CS441: Agentic GraphRAG Pipeline w/ Flink & Neo4j

Project Overview

This project implements a scalable GraphRAG (Retrieval-Augmented Generation) pipeline using Apache Flink for stream processing and Neo4j as the knowledge graph backend.

Unlike traditional RAG which relies solely on vector similarity, this pipeline constructs a structured knowledge graph by extracting entities and relationships from documents in real-time. It utilizes Ollama models for entity extraction and embedding generation, deployed on AWS EKS to handle distributed stream processing. The system supports atomic upserts to Neo4j, ensuring versioned consistency for concept and chunk nodes.

Back to top ↑

Programming Design and Architecture

Pipeline Overview:

The workflow transforms raw document streams into a queryable Knowledge Graph. Desired workflow: Doc Stream → Flink Processing (Extraction/Fusion) → Neo4j Storage → Agentic Search (Akka HTTP)

Ingestion Source A stream of document chunks (simulated via file monitoring or Kafka) is ingested into the Flink cluster.
Stream Processing (Flink) The Flink job processes chunks in parallel:

entity extraction: utilizes llama3:instruct (via ollama) to extract entities and semantic relationships from text.
relation fusion: fuses candidate relations and resolves entity duplicates using a rules-based pass.
Graph Construction: Formats data into Nodes (Concepts, Chunks) and Edges (RELATED_TO, MENTIONS, CO_OCCURS).

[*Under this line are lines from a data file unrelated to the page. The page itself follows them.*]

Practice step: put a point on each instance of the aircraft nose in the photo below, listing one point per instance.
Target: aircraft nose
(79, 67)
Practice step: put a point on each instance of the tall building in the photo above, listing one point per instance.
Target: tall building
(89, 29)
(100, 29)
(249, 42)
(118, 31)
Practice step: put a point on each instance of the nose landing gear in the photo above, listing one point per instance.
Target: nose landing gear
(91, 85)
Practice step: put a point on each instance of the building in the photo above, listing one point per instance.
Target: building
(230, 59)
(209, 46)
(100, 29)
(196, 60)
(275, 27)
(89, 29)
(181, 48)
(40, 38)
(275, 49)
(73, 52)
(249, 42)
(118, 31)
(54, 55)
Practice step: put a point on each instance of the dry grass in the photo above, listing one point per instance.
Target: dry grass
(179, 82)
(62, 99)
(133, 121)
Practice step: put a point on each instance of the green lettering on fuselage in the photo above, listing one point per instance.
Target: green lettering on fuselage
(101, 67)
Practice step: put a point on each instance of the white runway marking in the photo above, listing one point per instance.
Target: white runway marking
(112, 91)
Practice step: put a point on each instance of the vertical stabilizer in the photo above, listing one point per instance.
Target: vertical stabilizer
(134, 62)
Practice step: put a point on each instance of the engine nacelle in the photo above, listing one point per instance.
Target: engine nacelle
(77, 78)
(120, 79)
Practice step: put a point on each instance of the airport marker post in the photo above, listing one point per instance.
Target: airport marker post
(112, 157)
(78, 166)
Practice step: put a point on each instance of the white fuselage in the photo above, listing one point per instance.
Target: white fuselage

Graph Storage (Neo4j) The processed graph elements are atomically upserted into Neo4j. Constraints ensures uniqueness, and versioning is applied to track changes in the corpus over time.
Querying (Akka HTTP Microservice) A REST API acts as the interface for the Agentic Search:

Performs dependency queries (finding paths between concepts).
Detects logical inconsistencies in the graph.
Retrieves context for the LLM to generate final answers.

Models (Ollama)

llama3:instruct
- The reason we use the instruct model is because we can adjust the temperatrue paremeters for the model to adhere more closely to the given instructions. For example, specific reasoning criteria as well as strict output formatting in order for the pipeline to work means that rule following is a critical necessity.

Flink Streaming Jobs

Chunk Ingestion

Input: Directory (HDFS/S3)
Logic: Reads input documents, splits them into manageable token windows, and hashes the content to create easily identify chunks for graph traversal later.

Entity Extraction

Input: Text Chunks (data stream)
Logic: This operator makes use of both NLP and LLM. It uses NLP to extract with high recall entities such as person, organization, and location. Meanwhile, the LLM is tasked with extracting complex concepts from the text.

Co-Occurrence

Input: Mentions (data stream)
Logic: Given the stream of mentions (concepts and entities), this job finds the mentions that co-occur with each other and makes note of it to tie together closely occuring concepts and entities in the knowledge graph.

Relationships

Input: Co-Occurrences (data stream)
Logic: Given the stream of co-occurrences, grab the ones that are very closely related and mark them as relationship candidates. These candidates will be evaluated by the LLM to see whether they form a good relationship or not, evidence provided.

Neo4j Upsert

Input: Graph Objects (Nodes/Edges)
Logic: Chunks, entities, co-occurences, mentions, and relationships make up the nodes and edges of the knowledge graph. This job upserts these in the correct format to AuraDB (Neo4j database) to create the graph.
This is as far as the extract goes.